What does that mean? I asked.

“They would have a storefront and different products,” he said. “A lot of people have been growing marijuana illegally for years and have a lot of knowledge about it medically. You want one of those people.”

I paid $150 to MCN for the Internet consultation. When I mailed the doctor’s signature to the state Department of Health and Human Services, which issues medical marijuana cards, I parted with another $25.

Now I am one of about 23,500 Montanans who have been authorized to use medical marijuana. Like me, almost 70 percent of cardholders were approved to treat severe or chronic pain.

The Montana Medical Marijuana Act does not define severe or chronic pain, one of eight medical conditions that the law says may be treated with pot. But the act does outline what must take place before a doctor can certify a patient to use marijuana.

A physician must use his or her professional opinion “after having completed a full assessment of the qualifying patient’s medical history and current medical condition made in the course of a bona fide physician-patient relationship.”

In a meeting earlier this year, the Montana Board of Medical Examiners voted to ask lawmakers to replace “bona fide physician-patient relationship” with a phrase about “generally accepted standards of care.” Doctors who recommend medical marijuana should be held to the same standards as other practicing physicians, the board said.

In May, the medical board fined a doctor who failed to meet the expected standards of care by spending an average of six minutes with patients before signing marijuana recommendation forms.

Members of the board declined to comment on my experience. But Pat Bollinger, a registered dietician on the board, said the board has been clear about what is expected from doctors.

“It’s pretty clear from our position paper what standard care is, and it’s pretty evident when the standard of care is being met,” Bollinger said.

At their May meeting, board members defined “generally accepted standards of care” with a list of eight bullet points.

My online visit failed to meet at least three of the requirements: taking a medical history, discussing advantages and disadvantages of a treatment and monitoring a patient’s response to a treatment.

“This is exactly the kind of medical encounter we hope ends,” said Rep. Diane Sands, D-Missoula, a member of a legislative subcommittee looking at ways to revise the state’s medical marijuana law.

“It is total medical incompetence.”

The subcommittee will report to the Children, Families, Health and Human Services interim committee, which will draft a bill for the 2011 Legislature based on the subcommittee’s recommendations.

If legislators approve a bill that tightens medical marijuana regulations, Montanans who got cards under questionable circumstances might not be able to renew them, Sands said.

I’m not the only one who has sought a medical marijuana card without planning to use it.
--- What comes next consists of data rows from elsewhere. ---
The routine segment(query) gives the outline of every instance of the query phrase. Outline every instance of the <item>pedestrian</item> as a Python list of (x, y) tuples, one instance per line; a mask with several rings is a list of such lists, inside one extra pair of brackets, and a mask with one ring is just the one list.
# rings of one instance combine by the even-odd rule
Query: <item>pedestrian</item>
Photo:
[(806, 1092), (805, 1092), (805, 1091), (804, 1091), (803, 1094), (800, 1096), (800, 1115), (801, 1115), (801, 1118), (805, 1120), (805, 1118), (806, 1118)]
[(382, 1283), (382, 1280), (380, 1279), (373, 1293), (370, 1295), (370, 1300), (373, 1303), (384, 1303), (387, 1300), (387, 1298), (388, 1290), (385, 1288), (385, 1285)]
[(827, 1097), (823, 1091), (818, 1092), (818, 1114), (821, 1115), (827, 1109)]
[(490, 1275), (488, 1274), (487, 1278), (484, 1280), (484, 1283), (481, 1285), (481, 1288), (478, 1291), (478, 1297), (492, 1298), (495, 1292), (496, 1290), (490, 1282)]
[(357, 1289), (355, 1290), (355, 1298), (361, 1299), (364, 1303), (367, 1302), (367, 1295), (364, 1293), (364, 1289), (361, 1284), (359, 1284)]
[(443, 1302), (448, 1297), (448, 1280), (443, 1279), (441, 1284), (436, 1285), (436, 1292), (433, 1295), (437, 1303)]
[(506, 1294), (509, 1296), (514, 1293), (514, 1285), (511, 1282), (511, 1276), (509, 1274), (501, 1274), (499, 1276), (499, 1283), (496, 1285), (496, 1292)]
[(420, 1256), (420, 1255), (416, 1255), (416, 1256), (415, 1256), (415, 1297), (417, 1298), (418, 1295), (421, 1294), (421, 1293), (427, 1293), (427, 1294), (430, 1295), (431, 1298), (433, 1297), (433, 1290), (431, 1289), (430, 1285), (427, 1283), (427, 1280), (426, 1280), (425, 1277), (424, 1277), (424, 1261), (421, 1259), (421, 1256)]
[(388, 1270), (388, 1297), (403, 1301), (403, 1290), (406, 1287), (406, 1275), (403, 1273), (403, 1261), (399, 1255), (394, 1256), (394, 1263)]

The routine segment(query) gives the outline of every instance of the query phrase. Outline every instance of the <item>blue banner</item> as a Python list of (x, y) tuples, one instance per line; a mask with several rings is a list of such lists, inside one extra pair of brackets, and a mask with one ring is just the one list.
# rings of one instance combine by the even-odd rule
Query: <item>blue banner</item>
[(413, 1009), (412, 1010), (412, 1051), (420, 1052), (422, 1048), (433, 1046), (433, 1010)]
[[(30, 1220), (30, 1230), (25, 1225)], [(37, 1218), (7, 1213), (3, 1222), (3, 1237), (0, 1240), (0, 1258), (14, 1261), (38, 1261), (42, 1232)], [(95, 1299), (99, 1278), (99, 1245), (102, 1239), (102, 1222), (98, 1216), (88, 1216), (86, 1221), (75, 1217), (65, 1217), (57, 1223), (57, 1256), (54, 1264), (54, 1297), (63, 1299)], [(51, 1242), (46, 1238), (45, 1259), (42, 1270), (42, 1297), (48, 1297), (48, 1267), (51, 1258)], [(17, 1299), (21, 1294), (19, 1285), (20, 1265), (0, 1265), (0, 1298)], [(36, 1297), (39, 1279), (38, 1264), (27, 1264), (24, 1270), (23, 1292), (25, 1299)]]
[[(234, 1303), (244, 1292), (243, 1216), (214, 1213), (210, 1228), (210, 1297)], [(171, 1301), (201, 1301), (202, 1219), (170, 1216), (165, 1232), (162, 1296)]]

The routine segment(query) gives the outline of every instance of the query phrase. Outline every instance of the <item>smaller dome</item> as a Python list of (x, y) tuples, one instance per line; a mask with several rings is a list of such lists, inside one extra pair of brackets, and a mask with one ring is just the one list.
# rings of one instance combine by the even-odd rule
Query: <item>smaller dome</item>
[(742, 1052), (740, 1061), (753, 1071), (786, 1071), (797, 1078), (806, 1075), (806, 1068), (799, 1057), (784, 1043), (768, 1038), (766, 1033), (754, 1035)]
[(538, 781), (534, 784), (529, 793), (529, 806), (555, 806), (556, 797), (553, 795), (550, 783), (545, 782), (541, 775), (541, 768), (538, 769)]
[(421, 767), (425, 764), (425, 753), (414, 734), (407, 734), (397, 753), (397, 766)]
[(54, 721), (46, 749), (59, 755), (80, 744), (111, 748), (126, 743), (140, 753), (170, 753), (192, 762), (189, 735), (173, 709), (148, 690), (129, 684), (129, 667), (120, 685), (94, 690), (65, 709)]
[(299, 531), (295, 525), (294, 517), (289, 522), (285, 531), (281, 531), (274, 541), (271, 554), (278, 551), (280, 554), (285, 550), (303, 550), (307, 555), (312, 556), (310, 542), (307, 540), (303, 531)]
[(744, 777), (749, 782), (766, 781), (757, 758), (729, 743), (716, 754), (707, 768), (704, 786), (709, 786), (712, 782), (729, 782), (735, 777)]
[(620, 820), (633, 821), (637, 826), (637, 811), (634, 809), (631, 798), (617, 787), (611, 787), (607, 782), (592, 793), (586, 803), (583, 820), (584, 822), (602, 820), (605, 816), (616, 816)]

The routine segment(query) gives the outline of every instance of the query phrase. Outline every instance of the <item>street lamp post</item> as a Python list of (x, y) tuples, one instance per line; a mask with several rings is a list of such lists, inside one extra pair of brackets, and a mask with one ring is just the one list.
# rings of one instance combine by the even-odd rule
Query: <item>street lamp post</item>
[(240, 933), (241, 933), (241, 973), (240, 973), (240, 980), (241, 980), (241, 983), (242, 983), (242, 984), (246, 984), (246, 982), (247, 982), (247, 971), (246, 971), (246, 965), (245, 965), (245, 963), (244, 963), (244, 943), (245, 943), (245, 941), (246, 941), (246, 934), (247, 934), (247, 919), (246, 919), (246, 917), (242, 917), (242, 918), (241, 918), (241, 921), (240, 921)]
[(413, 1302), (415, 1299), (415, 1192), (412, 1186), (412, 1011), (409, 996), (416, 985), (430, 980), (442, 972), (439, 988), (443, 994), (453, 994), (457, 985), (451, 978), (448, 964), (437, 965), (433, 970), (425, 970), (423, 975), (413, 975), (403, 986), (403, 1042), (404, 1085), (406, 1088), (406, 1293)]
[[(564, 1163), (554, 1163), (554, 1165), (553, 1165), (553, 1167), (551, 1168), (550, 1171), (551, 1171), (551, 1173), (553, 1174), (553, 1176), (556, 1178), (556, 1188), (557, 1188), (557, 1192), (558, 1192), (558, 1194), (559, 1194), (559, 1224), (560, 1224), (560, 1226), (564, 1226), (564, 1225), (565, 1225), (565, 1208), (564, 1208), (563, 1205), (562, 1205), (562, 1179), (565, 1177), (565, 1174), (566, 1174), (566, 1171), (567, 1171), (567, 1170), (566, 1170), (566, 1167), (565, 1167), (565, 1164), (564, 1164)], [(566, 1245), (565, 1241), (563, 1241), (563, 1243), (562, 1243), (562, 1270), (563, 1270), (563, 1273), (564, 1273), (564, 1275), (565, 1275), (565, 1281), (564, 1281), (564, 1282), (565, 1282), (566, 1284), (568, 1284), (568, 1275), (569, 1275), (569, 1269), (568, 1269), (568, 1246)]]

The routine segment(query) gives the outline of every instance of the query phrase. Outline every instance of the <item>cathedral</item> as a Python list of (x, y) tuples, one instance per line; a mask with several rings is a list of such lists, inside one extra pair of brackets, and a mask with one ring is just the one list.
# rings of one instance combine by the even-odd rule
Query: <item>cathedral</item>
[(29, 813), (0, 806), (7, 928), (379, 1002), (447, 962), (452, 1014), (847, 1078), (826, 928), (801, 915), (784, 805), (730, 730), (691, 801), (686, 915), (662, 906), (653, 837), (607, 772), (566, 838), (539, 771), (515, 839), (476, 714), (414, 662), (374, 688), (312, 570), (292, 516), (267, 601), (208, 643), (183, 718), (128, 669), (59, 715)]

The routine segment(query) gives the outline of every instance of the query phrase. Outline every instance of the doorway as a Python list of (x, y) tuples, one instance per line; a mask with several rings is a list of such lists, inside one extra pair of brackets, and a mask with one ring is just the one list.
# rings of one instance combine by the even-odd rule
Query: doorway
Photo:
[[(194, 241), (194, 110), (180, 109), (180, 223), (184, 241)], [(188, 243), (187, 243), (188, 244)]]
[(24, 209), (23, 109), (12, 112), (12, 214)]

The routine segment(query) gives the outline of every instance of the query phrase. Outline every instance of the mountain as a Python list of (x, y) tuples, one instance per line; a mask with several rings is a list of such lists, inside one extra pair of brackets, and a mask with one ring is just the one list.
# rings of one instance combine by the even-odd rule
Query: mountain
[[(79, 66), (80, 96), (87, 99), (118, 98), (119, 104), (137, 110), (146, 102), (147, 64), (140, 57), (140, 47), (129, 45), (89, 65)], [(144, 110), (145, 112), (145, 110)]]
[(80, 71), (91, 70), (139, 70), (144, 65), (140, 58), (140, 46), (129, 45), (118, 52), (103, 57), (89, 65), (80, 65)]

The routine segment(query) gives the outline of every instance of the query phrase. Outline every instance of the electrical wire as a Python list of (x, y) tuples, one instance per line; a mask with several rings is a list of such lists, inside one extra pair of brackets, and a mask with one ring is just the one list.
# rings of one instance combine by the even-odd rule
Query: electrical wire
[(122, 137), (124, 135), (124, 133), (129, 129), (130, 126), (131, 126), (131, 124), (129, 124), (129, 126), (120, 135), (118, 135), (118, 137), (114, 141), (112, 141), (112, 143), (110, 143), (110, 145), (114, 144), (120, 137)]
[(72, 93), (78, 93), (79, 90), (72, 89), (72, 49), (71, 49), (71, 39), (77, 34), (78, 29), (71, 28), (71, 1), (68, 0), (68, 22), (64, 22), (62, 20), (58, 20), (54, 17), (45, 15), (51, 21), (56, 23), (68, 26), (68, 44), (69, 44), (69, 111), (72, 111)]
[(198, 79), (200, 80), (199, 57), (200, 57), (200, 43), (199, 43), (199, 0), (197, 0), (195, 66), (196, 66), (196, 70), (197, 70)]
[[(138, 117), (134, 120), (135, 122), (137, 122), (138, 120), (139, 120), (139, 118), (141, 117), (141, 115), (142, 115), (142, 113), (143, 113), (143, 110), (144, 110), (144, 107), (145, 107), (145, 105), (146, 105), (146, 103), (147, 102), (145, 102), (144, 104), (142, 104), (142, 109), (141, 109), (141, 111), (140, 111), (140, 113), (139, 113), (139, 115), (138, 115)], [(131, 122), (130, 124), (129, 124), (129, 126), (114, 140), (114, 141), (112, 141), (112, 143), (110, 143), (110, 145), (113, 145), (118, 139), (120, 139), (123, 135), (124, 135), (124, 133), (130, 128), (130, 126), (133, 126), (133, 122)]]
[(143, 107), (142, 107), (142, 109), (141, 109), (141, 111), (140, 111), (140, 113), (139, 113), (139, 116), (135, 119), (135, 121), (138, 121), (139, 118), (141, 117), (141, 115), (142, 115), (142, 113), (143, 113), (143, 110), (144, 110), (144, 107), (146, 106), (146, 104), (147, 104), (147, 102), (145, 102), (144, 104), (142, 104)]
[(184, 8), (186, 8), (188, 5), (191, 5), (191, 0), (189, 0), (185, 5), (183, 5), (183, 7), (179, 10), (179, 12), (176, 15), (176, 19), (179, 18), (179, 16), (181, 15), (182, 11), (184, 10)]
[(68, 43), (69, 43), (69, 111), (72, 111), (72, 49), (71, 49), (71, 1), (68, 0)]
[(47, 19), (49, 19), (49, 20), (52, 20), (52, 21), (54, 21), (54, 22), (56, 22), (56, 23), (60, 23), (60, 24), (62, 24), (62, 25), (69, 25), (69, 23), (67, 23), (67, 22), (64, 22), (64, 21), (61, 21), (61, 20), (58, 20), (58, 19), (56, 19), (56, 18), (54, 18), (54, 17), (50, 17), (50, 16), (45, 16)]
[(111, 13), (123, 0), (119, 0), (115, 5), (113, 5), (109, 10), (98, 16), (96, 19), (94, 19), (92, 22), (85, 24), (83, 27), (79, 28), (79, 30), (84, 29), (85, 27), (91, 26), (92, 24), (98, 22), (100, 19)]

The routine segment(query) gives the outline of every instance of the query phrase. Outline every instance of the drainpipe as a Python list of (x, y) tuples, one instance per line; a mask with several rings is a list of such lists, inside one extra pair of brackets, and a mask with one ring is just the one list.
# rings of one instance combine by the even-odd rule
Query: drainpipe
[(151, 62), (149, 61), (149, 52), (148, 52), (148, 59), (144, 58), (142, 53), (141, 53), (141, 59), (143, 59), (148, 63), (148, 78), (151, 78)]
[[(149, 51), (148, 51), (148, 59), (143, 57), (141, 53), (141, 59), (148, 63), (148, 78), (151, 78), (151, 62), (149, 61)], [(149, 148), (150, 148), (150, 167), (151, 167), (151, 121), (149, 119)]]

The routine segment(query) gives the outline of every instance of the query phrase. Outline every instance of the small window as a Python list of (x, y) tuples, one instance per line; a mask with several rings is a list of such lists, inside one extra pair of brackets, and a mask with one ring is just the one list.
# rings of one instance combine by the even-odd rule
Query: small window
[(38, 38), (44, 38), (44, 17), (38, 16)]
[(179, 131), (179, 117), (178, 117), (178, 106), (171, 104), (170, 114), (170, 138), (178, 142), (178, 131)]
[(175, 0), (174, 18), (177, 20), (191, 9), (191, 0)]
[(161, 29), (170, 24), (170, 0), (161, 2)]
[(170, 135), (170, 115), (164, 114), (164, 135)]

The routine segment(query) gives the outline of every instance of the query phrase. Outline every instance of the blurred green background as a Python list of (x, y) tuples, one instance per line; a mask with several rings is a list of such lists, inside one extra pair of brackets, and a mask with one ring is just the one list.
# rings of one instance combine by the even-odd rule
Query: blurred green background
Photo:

Law enforcement agencies across the state have sent undercover officers complaining of a variety of medical conditions to traveling clinics. They almost always get approved, and it often takes even less time than it did for me.

“The ones I’ve gone to, it’s been a minute,” said Mark Long, narcotics bureau chief for the state Division of Criminal Investigation. “The guys who try to ask questions or go into detail get hurried up because there’s a line behind them.”

“Yours is one anecdote of what we hear all the time,” Long told me. “I think it’s a joke.”